The Bucci family has farmed these four hundred hectares of Marchigiano hills since the eighteenth century, growing wheat, sunflower, peas and olives alongside the vines. The wine project itself is younger. In 1983, Ampelio Bucci, born in nearby Montecarotto, decided to bottle the family's Verdicchio under his own label, treating the grape as the structural equal of any northern Italian white. The philosophy that emerged ran against the prevailing direction in Castelli di Jesi: low yields of around sixty to seventy quintals per hectare, late picking, and patient ageing instead of early-release fruit-forward wines.
The vineyards span thirty-one hectares across three communes inside the Castelli di Jesi DOC zone: Montecarotto, Serra de' Conti and Ostra Vetere. Twenty-five hectares are Verdicchio, the rest Sangiovese and Montepulciano destined for Rosso Piceno. The vines average around thirty-five years of age and sit on the limestone and clay soils that distinguish the inland half of Marche, with Adriatic sea breezes cooling the slopes by night. Cultivation has been certified organic for years, audited under the EU organic regime through the consortium-recognised CEE 'da Agricoltura Biologica' mark.
The cellar is underground and built around very large, very old casks. The fifty to seventy-five hectolitre Slavonian oak botti the estate uses for both whites and reds are roughly eighty years old, exhausted of any oak flavour, and serve only to allow the slow micro-oxygenation that lengthens the wines without imprinting wood.

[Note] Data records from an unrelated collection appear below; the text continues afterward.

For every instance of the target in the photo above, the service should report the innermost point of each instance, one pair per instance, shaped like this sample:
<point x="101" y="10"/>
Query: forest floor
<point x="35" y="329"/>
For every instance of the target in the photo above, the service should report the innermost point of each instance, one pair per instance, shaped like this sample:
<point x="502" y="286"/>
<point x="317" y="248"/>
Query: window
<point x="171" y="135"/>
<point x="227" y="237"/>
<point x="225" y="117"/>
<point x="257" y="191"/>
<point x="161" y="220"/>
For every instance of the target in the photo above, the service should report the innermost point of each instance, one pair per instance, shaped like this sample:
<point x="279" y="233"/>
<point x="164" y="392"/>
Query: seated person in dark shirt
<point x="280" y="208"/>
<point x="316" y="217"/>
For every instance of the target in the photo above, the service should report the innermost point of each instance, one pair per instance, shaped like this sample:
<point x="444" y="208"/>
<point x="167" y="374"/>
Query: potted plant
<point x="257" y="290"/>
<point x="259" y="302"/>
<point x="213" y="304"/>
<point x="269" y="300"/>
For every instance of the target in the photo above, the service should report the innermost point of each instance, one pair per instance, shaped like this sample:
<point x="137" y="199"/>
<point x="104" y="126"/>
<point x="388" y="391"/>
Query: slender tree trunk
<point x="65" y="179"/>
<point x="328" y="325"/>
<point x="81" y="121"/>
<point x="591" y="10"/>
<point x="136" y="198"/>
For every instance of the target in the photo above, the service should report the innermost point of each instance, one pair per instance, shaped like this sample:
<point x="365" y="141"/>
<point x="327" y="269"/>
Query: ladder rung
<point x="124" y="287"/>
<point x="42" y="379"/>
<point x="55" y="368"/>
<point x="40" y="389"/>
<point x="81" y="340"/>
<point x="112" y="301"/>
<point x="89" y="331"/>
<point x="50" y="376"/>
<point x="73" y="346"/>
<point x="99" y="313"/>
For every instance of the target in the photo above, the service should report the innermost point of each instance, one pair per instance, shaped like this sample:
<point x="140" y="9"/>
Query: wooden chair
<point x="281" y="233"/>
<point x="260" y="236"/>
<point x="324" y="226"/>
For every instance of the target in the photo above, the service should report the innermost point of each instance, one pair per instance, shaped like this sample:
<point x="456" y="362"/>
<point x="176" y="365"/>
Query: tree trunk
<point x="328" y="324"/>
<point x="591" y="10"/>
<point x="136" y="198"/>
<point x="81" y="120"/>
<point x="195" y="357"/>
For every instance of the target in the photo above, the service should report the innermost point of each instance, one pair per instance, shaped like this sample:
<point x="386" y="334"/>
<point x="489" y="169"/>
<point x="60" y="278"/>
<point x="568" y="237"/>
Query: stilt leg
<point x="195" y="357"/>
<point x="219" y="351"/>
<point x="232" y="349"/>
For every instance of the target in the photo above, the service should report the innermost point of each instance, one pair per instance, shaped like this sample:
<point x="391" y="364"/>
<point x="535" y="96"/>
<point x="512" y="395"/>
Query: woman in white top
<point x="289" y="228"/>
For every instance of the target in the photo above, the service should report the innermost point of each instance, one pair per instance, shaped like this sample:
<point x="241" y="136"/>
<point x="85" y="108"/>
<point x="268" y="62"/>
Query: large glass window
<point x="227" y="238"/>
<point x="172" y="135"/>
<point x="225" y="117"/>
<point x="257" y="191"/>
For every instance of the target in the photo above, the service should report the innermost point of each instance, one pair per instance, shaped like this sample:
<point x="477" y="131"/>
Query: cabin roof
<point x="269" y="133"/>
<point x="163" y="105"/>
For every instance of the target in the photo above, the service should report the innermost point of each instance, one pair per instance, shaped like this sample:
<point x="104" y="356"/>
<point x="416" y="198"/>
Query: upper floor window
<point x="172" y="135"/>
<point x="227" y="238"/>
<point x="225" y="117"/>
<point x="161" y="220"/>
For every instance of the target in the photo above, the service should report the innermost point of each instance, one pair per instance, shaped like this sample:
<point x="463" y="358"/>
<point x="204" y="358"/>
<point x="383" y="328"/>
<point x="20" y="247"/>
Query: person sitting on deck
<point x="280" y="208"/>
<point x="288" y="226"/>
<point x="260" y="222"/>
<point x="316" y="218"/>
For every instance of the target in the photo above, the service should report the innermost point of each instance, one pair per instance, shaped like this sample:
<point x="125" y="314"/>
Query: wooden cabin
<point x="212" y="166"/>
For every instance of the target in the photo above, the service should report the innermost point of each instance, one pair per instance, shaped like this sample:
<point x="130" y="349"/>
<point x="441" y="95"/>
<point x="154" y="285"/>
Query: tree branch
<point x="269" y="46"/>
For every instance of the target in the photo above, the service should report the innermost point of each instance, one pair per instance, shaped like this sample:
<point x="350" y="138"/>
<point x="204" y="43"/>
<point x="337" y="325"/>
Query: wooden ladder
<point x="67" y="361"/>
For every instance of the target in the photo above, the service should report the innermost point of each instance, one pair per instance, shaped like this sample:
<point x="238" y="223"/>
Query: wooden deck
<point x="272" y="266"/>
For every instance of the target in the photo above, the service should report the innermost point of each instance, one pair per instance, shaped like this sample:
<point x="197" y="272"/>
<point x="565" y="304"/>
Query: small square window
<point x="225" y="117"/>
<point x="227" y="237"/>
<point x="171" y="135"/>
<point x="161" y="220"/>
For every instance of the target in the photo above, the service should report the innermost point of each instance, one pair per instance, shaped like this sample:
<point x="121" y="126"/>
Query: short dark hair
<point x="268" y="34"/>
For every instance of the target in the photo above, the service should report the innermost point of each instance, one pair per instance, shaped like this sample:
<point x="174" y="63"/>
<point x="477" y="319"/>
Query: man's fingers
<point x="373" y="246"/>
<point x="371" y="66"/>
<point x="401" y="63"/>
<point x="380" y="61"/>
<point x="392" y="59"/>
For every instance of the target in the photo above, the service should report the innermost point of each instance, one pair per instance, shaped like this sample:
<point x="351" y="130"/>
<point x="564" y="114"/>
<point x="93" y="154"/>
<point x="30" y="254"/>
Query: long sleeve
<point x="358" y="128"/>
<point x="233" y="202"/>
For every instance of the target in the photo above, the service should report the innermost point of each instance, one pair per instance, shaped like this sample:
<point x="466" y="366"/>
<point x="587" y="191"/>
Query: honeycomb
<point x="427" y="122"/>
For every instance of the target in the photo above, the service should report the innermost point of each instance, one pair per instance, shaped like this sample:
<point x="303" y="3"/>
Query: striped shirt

Bucci Classico, the basic Verdicchio dei Castelli di Jesi DOC Classico Superiore, sees stainless steel before time in botte. Villa Bucci Riserva, the Castelli di Jesi Verdicchio Riserva DOCG, is the long-aged top white. Pongelli and Villa Bucci Rosso are the Rosso Piceno DOC reds, made from roughly equal parts Sangiovese and Montepulciano in the same large old botti as the whites.
After leading the cantina for forty years, Ampelio Bucci handed the reins to Federico Veronesi in July 2024. The team and the method are unchanged. Production sits at around 100,000 to 120,000 bottles of Verdicchio plus 20,000 to 30,000 bottles of Rosso Piceno a year, sold across markets well beyond Italy. The estate is not a regular cellar-door operation: tastings and tours are by arrangement only, and Bucci wines are encountered most often in restaurants and specialist merchants from Milan to Tokyo.